Web: http://eltallerdeaureliano.blogspot.com

Desde el final de la primera etapa de la restauración del centro histórico de Santa Marta, he venido insistiendo que el trabajo debe ser integral. Así culminen todas las etapas físicas, el Centro nunca estará terminado si no se incluyen dos tareas más: primero, una campaña permanente para que los ciudadanos se comporten bien en él, y segundo, formular políticas públicas eficaces para incentivar que los espacios públicos e incluso los privados tengan un uso más acorde con un centro, es decir, una vida diversa, en especial con una temática histórica y cultural.

La esencia de un verdadero centro urbano es la multiplicidad de actividades y temas, incluyendo el residencial. Uno de los errores que se cometieron en muchos centros, como el de Medellín, fue desalentar la vivienda y, en general, dedicarlos a pocos usos, especialmente con tendencia a la rumba dura y al comercio pequeño y de ocasión. En mi Bella Villa ya se está trabajando en eso por fortuna. Todas las actividades deben y pueden coexistir con debida proporción, armonía y tolerancia.

Diversión, cultura, academia, vivienda, sedes gubernamentales, servicios, comercio de cierta calidad aunque no elitista, gastronomía y espacios dedicados a temas históricos concernientes a la ciudad, constituyen un verdadero centro. Sin embargo, la recreación pasiva es clave, y para ello la cantidad y calidad de los parques, pasajes peatonales, aceras, plazas, amueblamientos y malecones es fundamental. Esa característica le da amabilidad a un centro y lo vuelve acogedor y atrayente.
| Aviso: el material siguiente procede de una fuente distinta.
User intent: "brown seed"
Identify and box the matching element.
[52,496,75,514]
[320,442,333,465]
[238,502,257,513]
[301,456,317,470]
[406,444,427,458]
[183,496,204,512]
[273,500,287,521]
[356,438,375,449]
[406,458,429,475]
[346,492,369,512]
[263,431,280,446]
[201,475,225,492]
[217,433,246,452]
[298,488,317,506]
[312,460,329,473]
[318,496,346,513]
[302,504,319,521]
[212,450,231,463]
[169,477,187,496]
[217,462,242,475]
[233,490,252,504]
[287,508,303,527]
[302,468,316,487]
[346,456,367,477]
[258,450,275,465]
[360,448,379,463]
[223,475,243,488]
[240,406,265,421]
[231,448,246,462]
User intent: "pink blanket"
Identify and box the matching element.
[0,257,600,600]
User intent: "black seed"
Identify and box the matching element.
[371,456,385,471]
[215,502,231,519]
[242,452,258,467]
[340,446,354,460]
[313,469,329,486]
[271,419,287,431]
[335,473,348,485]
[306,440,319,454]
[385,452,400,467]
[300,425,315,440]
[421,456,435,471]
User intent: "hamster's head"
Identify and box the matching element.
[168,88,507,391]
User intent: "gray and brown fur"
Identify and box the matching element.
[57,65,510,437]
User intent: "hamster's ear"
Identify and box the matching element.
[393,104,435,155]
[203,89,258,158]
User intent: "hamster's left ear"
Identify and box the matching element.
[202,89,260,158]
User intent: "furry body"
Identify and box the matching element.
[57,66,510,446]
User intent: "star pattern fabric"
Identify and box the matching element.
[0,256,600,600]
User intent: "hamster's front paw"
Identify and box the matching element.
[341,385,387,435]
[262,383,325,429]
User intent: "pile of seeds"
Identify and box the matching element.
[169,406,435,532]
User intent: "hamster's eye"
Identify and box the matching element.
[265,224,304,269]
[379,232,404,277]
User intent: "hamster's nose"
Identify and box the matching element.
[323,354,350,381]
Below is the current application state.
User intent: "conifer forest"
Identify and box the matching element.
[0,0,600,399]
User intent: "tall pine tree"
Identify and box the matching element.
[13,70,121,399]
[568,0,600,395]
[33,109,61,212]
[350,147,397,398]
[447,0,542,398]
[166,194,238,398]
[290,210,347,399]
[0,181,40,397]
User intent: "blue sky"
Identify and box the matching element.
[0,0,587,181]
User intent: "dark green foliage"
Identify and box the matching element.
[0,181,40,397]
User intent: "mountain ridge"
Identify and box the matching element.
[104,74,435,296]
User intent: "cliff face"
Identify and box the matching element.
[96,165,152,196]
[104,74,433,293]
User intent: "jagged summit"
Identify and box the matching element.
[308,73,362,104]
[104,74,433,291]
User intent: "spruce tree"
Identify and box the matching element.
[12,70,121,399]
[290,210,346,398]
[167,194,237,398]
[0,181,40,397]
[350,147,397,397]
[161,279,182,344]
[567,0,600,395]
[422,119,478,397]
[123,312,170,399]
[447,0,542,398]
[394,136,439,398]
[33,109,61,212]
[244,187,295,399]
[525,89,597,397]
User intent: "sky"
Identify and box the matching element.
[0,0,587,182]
Es inigualable el placer de caminar sin rumbo fijo -o con él- por calles y paseos, entre la historia en el caso de Santa Marta, sentarse en una banca a leer un libro o simplemente a pensar, a conversar, a mirar gente y a sentir el ambiente. Ello requiere que los parques no sean islas, que para ir a ellos no se deban sortear un sinnúmero de obstáculos de todo tipo: aceras angostas o con huecos, postes y señales de tránsito en la mitad, escombros y vehículos parqueados. Las calles deben ser prolongación de los parques y en la medida de lo posible peatonales.

No siempre puede ser así, pero el carro no va con los centros. Los vehículos son para otros sectores de las ciudades. Esa debe ser la tendencia aunque no se cumpla en su totalidad, y el tamaño de Santa Marta lo permite. Al menos fijar horarios restringidos para carros sería otra norma menos drástica.

De todas maneras, la cultura ciudadana es clave: soy un asiduo habitante y admirador de los centros, hoy del samario, y me duele ver las vías peatonales circuladas por motos y bicicletas. Es una constante que usted amable lector puede comprobar cuando quiera, que además de ser un grave peligro contribuye al deterioro físico y ambiental.

Una perla samaria: hace cerca de un mes (recuerdo que era un lunes a mediodía) yo caminaba por el pasaje peatonal que es la continuación de la carrera segunda luego del Parque de Bolívar, hacia el norte, entre el Banco de la República y la Casa de La Aduana, entiendo que hace mucho es peatonal, incluso antes de la restauración del Centro.

Pues bien, iba como siempre, y como nunca me cansaré, solazado con las fachadas, la gente, el cielo y los tejados de mi bella ciudad adoptante, por supuesto desprevenido y en paz, cuando escuché tras de mí un estridente pito repetido, volví en mi sobresaltado, volteé la cabeza, y sorpresa: era una moto policial rauda con dos serios agentes encima, abriéndose paso por entre la gente y lo que fuera. Imaginé algún asalto cerca o un delincuente perseguido, pero no, pasaron veloces, pararon al final, miraron calmados, y despacio siguieron por la calle como si nada.

Respetado coronel César Granados Abaunza, comandante de la querida y útil Policía del Magdalena, le suplico con humildad y de la mejor buena fe que exija o enseñe cultura ciudadana a algunos de sus hombres, son los primeros llamados al buen comportamiento. Muchas gracias Coronel. ¡Ah!, y no fue la primera vez que vi tal conducta: observe usted mismo -sin que lo vean- algunos agentes motorizados al frente del Comando y verá cómo circulan por las aceras, usando además las rampas adecuadas para las personas minusválidas. ¿Con qué autoridad moral sancionan a los mototaxistas o a los motociclistas comunes? A empezar por casa mi Coronel, y ¡a sus órdenes!